From the Realtors:
New Jersey market is heating up
Philadelphia, grouped together with parts of New Jersey and Delaware, saw the greatest improvement in its market hotness, jumping 77 spots year over year. New York City, clustered with other sections of New Jersey, emerged as the second-most-improved market, having gone up 48 spots in the rankings, followed by Kansas City, MO, which was 45 spots hotter.
In New Jersey, portions of which ranked at 58th and 206th on the February hotness list, many counties are seeing homes sell in a matter of days, and tens or even hundreds of thousands of dollars over the asking price, thanks to a combination of scarce inventory and frenzied demand.
New Jersey real estate agent Joseph Aziz, with Joseph Aziz Real Estate, tells Realtor.com that he has been seeing buyers willing to pay extra to get into a home in a good location boasting top-notch schools, shopping districts, and parks.
“Ever since COVID started, the prices have been going up,” Aziz says. “There are a few periods of a two-to-three month span where the prices stay the same, but then it continues to go up.”
The agent adds that the only time you see price cuts in New Jersey nowadays is when “the property was aggressively overpriced” from the outset.
One example of New Jersey’s overheated real estate market comes from Bergen County, where in late October 2024 Aziz sold a five-bedroom, 4.5-bathroom home on a quarter-acre lot in Paramus for $1,725,000—which was $125,000 over the asking price.
Aziz says that it took him just six days to offload the property. During that time, he hosted two open houses, which attracted 130 house hunters and generated 27 offers.

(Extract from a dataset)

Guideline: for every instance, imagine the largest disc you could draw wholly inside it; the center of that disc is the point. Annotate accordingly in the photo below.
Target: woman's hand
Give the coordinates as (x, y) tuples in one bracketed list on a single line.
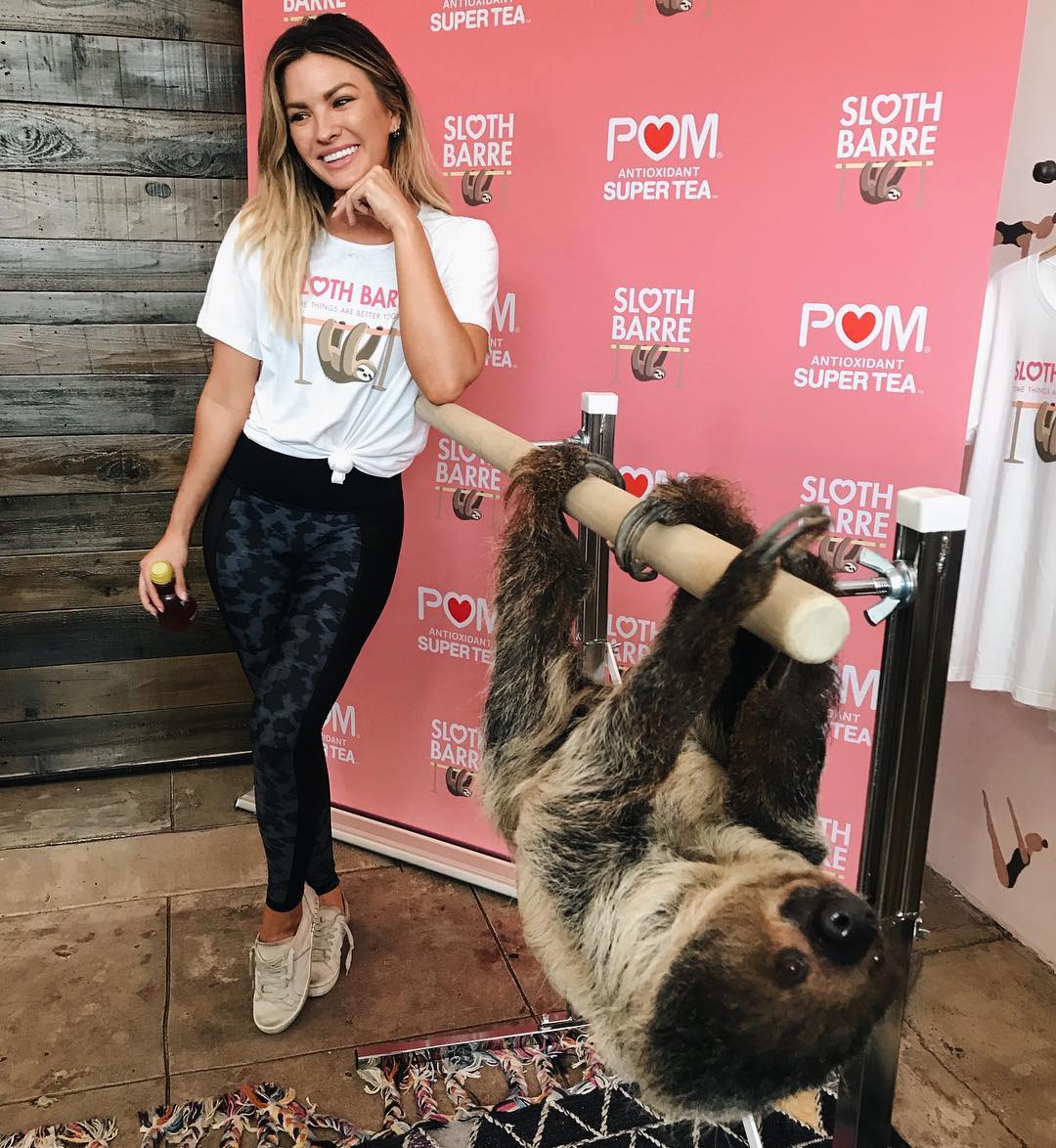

The buyers were locals looking to upgrade their housing situation, Aziz recalls. They agreed to shell out six figures over the listing price without a home inspection or an appraisal, all because they were eager to close on a property with a good layout priced below $2 million.
Asked if he was surprised that his clients were willing to pay such a sizable premium, he says: “Not at all. I expected it to go over more. But I think [mortgage] rates being over 6.5% stopped it from being worse.”
Aziz explains that the local market is “very, very competitive,” especially when it comes to properties less than 10 years old with a larger square footage and a decently sized parcel of land.
“Less and less homes are being built, and people are choosing to renovate instead of build, so new construction is becoming harder and harder to secure,” he notes.